Trollbabe magic can do basically anything that’s scale appropriate. That includes the person who plays the Lone Badass. After all, in such a tightly relationship-based game, it makes sense to think of such conflicts as only being interesting when they would do something an NPC doesn’t like.


In fact it could probably have ended earlier, after Lida’s first defeat at the village. Each round involves the trollbabe rolling a die for the appropriate skill. The game also has a concept of “scale”, beginning with adventures that affect one or two people and escalating between sessions on player request up to a scale where the trollbabes’ actions affect, potentially, all humans and all trolls.

I think classic RPG behaviour goes something like this: Remko van der Pluijm and I got back online on Google Hangouts this week.

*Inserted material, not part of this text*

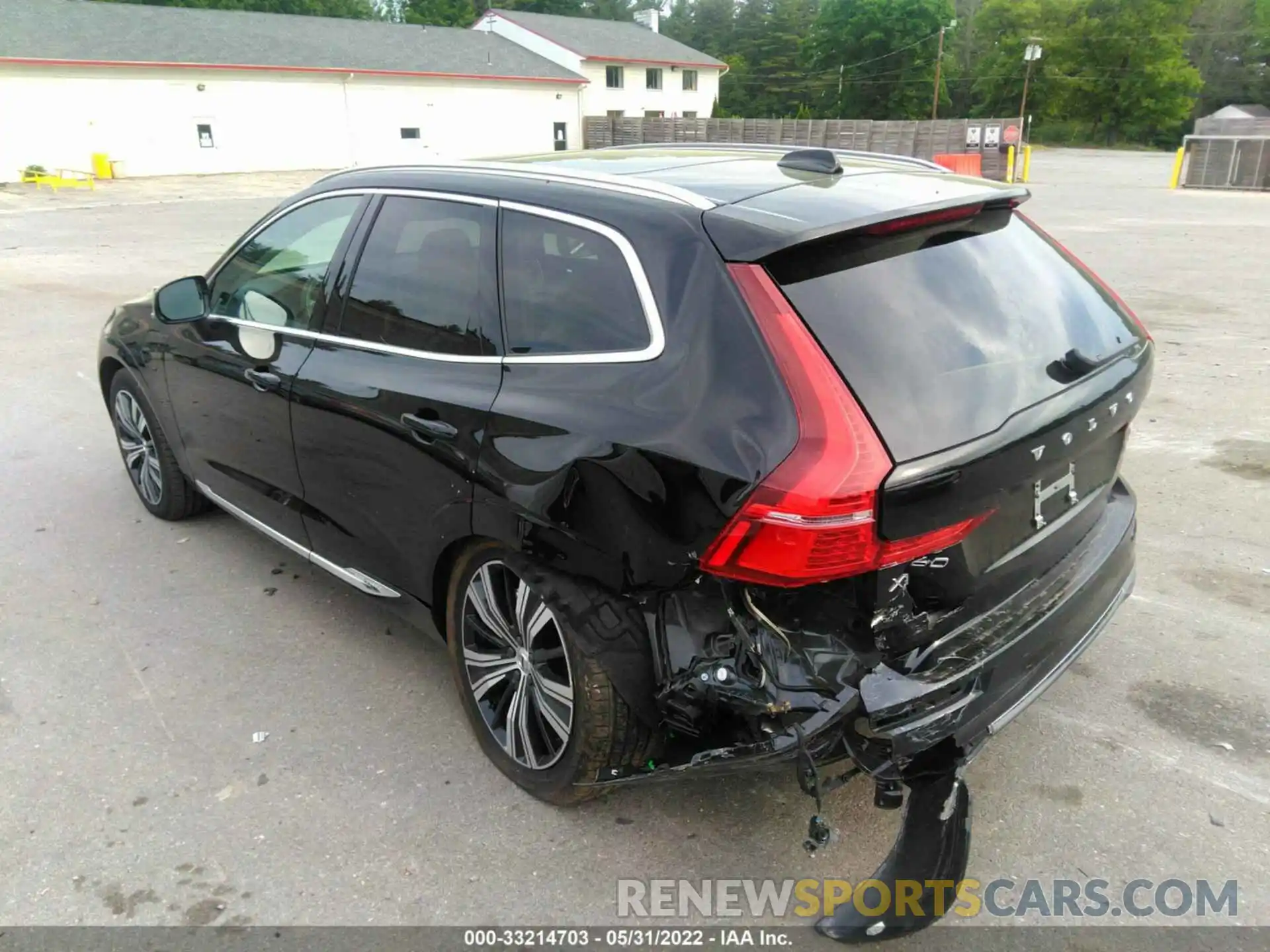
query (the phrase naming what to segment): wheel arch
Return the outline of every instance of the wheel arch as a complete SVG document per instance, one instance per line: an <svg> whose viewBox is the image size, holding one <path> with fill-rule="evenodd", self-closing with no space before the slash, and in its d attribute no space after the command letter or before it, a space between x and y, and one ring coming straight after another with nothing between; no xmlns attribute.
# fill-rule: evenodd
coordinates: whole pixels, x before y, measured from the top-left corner
<svg viewBox="0 0 1270 952"><path fill-rule="evenodd" d="M464 536L447 545L437 556L437 564L432 570L432 621L436 623L437 631L441 632L442 641L450 640L450 631L446 626L446 600L450 597L450 583L453 580L455 569L458 567L470 550L489 542L497 543L498 539L489 536Z"/></svg>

One NPC might work if they have a really interesting relationship with the moral problem, but I think things might have gone better if there’d been two NPCs with conflicting agendas whom Lida had been able to build connections with.

I’ll be interested to see if you find something. Perhaps it is just that the kind of story Trollbabe is designed to tell doesn’t appeal much to Remko and me. The trollbabes in Trollbabeon the other hand, have neither authority nor responsibility. The GM can say “no, that action type is not available” to the player after the player declares a conflict, but the player can’t say “no, I’m using Social not Fighting in this conflict” to the GM after the Freee declares a conflict.